Quels sont vos référents en matière d’écriture en Côte d’Ivoire, en Afrique et dans le monde ?
Mes goûts littéraires sont des sables mouvants qui avalent tout ce qui leur tombe dessus. Je lis tout, même des auteurs que je n’aime pas. Un mauvais bouquin, comme un bon bouquin, peut devenir une référence pour le lecteur que je suis. Ne serait-ce que pour dire « voilà ce qu’il ne faut pas faire ». Désigner d’un doigt un mauvais livre est une façon de montrer des livres géniaux avec les 9 doigts qui restent.
Quel est le but ultime en matière de notoriété et de reconnaissance que vous vous fixez en embrassant cette carrière de romanciers ?
La notoriété est le moteur de la vanité. La rechercher est le naufrage de toute intelligence. Je ne me suis fixé aucun but autre qu’un jour écrire la phrase parfaite, celle qui réussira à refléter parfaitement et totalement sur le papier (ou l’ordinateur) une idée que j’ai dans la tête. J’y travaille.
Peut-on vivre décemment de l’écriture de romans en Afrique ? Sinon, quelles solutions proposez-vous pour que les écrivains ivoiriens et Africains sortent de la clochardisation ?
J’ai répondu partiellement à cette question plus haut. Je n’ai encore jamais rencontré un écrivain ivoirien clochard, jamais. Contrairement à moi, ils ont presque tous un métier autre que celui d’écrivain. C’est moi qui suis menacé de clochardisation si je me loupe à une sortie de livre puisque je ne fais que ça. Je pense sincèrement que nous n’avons pas le même type d’engagement à cause de cette différence. Pour que les écrivains vivent de l’écriture, il faut simplement que les Ivoiriens lisent et comprennent la valeur de la littérature. Il n’y a pas de solution miracle. Ça va passer par un travail d’éducation populaire, dans les écoles et en dehors. Le chemin est long, une intelligence collective nationale ne se bâtit pas en deux jours.
Vous êtes un critique de l’actualité africaine. À ce titre, il vous arrive de donner des points de vue quotidiens à travers les réseaux sociaux. Selon votre analyse, comment va l’Afrique en 2020, au triple plan politique, économique et social ?

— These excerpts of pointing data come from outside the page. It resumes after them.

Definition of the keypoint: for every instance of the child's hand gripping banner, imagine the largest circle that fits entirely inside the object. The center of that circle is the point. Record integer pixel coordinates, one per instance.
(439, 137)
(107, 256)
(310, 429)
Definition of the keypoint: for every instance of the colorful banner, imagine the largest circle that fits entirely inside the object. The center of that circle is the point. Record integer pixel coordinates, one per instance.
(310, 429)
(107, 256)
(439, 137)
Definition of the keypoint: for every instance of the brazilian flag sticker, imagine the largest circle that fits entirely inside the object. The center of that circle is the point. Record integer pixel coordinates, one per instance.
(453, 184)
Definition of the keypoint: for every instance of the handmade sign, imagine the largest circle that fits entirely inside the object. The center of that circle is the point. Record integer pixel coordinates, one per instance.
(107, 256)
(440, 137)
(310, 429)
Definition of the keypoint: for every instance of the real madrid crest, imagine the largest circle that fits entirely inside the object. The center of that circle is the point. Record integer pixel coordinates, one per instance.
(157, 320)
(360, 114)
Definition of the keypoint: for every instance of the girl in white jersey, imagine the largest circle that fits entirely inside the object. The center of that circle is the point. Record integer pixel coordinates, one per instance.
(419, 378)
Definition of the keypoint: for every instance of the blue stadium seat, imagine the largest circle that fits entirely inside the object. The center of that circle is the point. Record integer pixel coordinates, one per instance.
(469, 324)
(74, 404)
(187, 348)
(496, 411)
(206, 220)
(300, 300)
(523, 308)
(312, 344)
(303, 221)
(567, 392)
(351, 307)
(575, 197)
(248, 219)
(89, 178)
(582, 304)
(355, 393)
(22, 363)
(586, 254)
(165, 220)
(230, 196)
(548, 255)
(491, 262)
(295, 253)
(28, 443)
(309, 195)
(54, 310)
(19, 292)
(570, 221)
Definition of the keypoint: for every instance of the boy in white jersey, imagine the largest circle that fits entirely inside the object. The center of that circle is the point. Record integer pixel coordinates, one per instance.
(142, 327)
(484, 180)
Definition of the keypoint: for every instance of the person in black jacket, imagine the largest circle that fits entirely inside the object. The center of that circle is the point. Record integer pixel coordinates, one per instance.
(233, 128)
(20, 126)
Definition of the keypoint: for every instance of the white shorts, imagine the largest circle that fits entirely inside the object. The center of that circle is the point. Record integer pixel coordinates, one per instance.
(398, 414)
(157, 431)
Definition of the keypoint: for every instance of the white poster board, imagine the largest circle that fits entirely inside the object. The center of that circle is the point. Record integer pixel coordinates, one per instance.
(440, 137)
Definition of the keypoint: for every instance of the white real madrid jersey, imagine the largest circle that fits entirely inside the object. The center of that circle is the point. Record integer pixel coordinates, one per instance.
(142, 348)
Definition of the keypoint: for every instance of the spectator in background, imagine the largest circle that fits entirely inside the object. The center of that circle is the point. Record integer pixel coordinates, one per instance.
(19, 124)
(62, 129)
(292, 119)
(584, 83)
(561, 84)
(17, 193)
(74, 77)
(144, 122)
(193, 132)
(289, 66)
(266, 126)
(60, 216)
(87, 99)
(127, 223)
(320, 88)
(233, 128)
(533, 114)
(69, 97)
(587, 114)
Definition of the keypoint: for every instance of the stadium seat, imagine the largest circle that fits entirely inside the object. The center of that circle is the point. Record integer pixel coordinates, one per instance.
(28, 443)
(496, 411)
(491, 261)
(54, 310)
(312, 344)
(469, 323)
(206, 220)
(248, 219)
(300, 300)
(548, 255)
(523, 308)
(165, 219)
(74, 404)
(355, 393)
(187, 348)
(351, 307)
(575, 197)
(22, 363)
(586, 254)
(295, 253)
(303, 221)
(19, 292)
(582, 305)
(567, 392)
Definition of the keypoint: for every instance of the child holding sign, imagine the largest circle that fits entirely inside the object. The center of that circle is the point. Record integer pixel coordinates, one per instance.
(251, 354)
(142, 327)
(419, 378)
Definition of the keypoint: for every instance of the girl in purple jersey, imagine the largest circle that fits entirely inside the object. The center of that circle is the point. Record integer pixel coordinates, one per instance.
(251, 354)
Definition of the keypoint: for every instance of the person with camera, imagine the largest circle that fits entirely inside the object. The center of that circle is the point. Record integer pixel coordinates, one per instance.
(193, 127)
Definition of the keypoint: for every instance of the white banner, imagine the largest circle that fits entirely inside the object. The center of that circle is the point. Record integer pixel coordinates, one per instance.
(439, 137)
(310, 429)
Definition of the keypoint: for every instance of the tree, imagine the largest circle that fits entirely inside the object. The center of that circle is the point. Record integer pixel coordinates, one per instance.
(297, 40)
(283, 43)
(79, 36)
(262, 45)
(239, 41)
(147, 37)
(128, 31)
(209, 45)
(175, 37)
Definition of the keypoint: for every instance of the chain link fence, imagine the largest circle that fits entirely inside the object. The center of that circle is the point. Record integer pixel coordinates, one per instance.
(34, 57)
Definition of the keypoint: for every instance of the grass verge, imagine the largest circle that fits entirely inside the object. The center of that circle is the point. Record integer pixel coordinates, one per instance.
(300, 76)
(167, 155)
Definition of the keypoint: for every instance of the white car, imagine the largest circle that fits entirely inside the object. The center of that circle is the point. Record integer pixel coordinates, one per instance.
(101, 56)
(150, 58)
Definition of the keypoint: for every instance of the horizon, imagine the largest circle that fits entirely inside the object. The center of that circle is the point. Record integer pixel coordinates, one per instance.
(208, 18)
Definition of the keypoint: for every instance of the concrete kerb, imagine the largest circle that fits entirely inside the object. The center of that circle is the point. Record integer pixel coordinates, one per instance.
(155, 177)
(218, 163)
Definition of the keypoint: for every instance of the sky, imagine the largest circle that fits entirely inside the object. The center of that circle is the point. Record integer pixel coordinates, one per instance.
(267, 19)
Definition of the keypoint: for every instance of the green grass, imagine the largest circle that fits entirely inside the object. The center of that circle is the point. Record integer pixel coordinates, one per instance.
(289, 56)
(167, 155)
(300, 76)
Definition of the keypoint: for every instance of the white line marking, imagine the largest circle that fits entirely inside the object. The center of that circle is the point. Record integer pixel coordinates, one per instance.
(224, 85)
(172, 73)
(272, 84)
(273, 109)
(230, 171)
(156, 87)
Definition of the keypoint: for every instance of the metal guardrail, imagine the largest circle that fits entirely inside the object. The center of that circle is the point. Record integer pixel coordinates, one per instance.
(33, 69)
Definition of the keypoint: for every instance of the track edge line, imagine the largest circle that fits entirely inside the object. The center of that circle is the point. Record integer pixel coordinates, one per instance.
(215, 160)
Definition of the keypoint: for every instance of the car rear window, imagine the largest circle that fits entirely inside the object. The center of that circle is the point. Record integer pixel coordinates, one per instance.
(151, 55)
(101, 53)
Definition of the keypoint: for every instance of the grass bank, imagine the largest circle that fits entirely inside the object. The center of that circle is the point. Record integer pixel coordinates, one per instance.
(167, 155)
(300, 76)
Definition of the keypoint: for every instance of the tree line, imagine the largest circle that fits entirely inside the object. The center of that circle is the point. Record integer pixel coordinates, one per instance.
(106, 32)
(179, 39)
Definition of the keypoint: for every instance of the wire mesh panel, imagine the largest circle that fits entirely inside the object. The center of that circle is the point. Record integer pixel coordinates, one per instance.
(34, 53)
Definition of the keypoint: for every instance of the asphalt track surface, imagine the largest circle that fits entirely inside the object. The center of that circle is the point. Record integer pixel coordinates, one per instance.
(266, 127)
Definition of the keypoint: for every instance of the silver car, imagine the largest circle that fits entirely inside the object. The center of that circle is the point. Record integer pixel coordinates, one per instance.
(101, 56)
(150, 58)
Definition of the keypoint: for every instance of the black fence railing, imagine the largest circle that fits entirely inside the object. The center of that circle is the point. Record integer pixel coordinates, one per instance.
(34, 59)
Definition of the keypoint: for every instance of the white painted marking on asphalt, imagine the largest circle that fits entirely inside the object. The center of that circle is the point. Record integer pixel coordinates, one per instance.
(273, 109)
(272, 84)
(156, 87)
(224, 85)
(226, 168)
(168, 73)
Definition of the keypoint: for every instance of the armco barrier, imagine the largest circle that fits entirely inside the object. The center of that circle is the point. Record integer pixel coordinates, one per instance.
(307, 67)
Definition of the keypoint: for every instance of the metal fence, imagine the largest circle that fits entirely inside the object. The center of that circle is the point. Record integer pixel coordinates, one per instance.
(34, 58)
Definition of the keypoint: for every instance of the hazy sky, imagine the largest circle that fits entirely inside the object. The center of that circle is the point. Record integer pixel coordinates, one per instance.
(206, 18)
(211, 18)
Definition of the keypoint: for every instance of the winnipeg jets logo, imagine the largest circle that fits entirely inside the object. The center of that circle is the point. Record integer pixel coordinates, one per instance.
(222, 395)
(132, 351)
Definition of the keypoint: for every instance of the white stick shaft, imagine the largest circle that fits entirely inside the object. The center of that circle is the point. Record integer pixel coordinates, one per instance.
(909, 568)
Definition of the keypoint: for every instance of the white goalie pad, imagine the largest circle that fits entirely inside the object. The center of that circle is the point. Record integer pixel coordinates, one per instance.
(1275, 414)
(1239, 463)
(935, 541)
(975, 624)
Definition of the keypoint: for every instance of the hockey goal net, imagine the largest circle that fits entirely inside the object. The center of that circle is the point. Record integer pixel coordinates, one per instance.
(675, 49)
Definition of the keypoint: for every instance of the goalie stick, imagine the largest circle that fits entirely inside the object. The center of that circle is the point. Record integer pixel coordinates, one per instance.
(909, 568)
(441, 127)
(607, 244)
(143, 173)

Contrairement à ce que vous pouvez imaginer, je ne me prends pas du tout au sérieux sur les soi-disant « réseaux sociaux ». Je ne pense pas que ce que j’y exprime va fondamentalement bouleverser le monde ou peut changer quoi que ce soit. Je rigole beaucoup, j’expérimente des traits de langage, je prends le pouls d’une certaine partie de la société (elle est toute petite cette partie, contrairement à ce qu’on peut imaginer), je provoque, je titille, je ridiculise même parfois, mais je sais que ça ne va jamais aller très loin. Les fenêtres de Twitter ou Facebook sont étriquées et réductrices. Elles représentent au mieux un état d’esprit individuel, mais jamais elles n’expriment un véritable pensé. Pour connaître ce que je pense du monde, il faut lire mes livres, regarder mes photos ou mes films, écouter mes paroles etc. J’ai de nombreux et puissants moyens d’expression.
L’Afrique organisera une vingtaine d’élections présidentielles en 2020, sauf changement de dernière minute. Les élections n’étant pas des occasions de grande tranquillité politique, comment voyez-vous les suites desdits scrutins, à l’aune des différents contestations sur les organes en charge de les organiser ?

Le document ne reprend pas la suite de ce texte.